Ligwina Hananto Sempat Kehilangan Jati Diri Setelah Resign

- wolipop Jumat, 04 Mei 2012 10:41 WIB
Dok. pribadi
Jakarta - Ligwina Hananto kini sudah menemukan pekerjaan yang memang menjadi impiannya, seorang financial planner. Pekerjaan sesuai passionnya itu didapatkannya setelah ia terpaksa resign dan kehilangan jati diri. Bagaimana Ligwina bisa sukses pasca resign?

Sebelum menjadi pendiri QM Financial, Wina, sapaan akrab Ligwina, pernah bekerja sebagai seorang customer service di sebuah bank asing. Pekerjaan tersebut dilakukannya selama setahun dan ia berhenti pada 1999.

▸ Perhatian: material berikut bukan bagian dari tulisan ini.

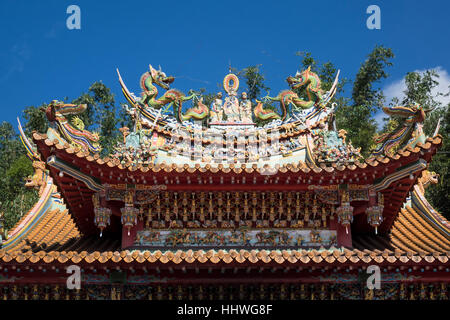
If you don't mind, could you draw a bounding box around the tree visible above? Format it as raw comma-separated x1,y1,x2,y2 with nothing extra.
238,65,270,102
387,69,449,219
0,122,22,178
0,122,38,231
337,45,394,156
23,104,49,136
72,81,125,156
401,71,441,109
426,103,450,219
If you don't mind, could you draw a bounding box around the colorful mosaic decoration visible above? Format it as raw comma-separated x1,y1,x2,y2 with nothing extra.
314,130,361,164
135,229,337,247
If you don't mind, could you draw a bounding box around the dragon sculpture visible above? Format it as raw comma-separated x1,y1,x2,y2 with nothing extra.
255,66,332,121
180,97,209,122
25,160,48,196
372,104,434,156
17,118,49,196
138,65,208,122
45,100,101,154
417,170,439,195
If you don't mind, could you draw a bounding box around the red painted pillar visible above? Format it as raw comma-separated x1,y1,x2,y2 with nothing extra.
121,220,143,249
330,218,352,248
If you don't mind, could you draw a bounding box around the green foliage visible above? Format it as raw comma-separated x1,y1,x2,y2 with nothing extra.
0,123,38,231
5,155,34,195
0,122,22,176
351,46,394,108
71,81,128,156
2,190,38,231
426,104,450,219
337,45,394,156
397,70,450,219
238,65,270,102
23,104,49,136
401,70,441,110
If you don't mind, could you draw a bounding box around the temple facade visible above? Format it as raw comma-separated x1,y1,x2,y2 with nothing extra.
0,64,448,300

Wina kemudian pindah ke sebuah agency. Di kantor barunya itu, ia dipercaya sebagai media planner. Namun saat baru setahun bekerja, dia diminta suaminya, Dondi Hananto, untuk berhenti bekerja. "Setelah punya anak pertama, diminta berhenti kerja sama suami gue," ujarnya saat berbincang dengan wolipop melalui telepon Rabu (2/5/2012). Sang suami ingin Wina fokus mengurus anak-anak mereka.

Saat baru berhenti kerja itu, Wina mengaku terkaget-kaget. Dia merasa kehilangan identitasnya sebagai wanita bekerja. "Yang biasanya menenteng tas, pakai sepatu hak, baju kantor, terus pakai daster, nyusuin. Gue ngerasa bersalah karena merasa nggak happy," ucap wanita lulusan Curtin University of Technology, Australia itu.

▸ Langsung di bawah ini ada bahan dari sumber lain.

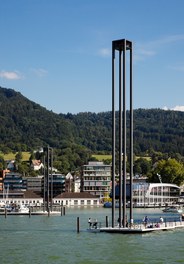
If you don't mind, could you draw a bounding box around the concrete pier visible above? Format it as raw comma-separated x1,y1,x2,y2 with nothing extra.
88,220,184,234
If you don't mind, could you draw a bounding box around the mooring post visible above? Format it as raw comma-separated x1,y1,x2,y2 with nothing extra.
63,206,65,215
5,208,7,218
77,217,80,233
61,206,63,216
106,216,109,227
29,207,31,218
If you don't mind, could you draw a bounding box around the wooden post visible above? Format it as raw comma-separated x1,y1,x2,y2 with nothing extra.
61,206,63,216
106,216,109,227
63,207,65,215
5,208,7,218
77,217,80,233
29,207,31,218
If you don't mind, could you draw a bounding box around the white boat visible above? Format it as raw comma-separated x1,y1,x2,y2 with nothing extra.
162,205,182,213
0,203,12,212
11,204,30,214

Bagi Wina, perasaan kehilangan identitas itulah yang paling berat untuknya pasca keluar dari pekerjaannya di sebuah agency. Meski begitu dia tidak menyesali keputusannya untuk berhenti bekerja dan menjadi ibu rumah tangga.

"Gue ngerasain ini adalah proses untuk mengenal diri sendiri. Mendengarkan kata hati. Reflecting my self apa yang bisa gue kerjakan," kisah ibu dua anak itu.

Dari refleksi diri itu Wina kemudian berhasil menemukan apa yang ingin dikerjakannya yaitu menjadi seorang perencana keuangan. Pekerjaan tersebut terpikir untuk dilakoninya setelah pada suatu hari dirinya membeli sebuah produk asuransi pendidikan dengan premi Rp 8 juta per tahun. "Di tahun keenam, dapatnya Rp 10 juta, ngapain gue pertahanin," tukasnya.

Pengalamannya membeli asuransi itu membuat Wina sadar ada banyak orang yang tidak paham soal investasi. Ia merasa dibutuhkan suatu profesi yang bisa menjembatani antara orang yang tidak mengerti soal perencanaan keuangan dengan pihak lain seperti bank atau perusahaan investasi.

Setelah tahu apa yang diinginkannya yaitu menjadi perencana keuangan, wanita kelahiran 3 Mei 1976 itu menuntut ilmu lagi di IPMI (Institut Pengembangan Manajemen Indonesia ) Business School. Selain mengambil gelar master, Wina juga melakoni sejumlah course seperti Certified Financial Planner, Associate Estate Planning Practitioner dan Certified Wealth Manager.

Lulus dari IPMI Business School pada 2004, Wina kemudian mendirikan Quantum Magna Financial. Ia menjadi Co-Founder pada perusahaan yang bergerak di bidang konsultasi dan perencanaan keuangan tersebut. Bagi Wina, pekerjaannya sekarang sudah sesuai passionnya. Sejak remaja dulu dia memang sudah bercita-cita menjadi pebisnis yang mengurusi uang.

"Umur 17 tahun pernah diinterview untuk majalah sekolah. Ditanya cita-citanya apa, gue bilang mau jadi bisnis owner yang ngurusin duit orang. Gue sekarang bukan hanya perencana keuangan independen. Sekarang sudah konsentrasi ke bisnisnya, mau dikembangin seperti apa, HRD-nya, marketingnya, operationnya, financenya," urai wanita yang mendapat penghargaan Advance Leading 50 Woman 2011 itu.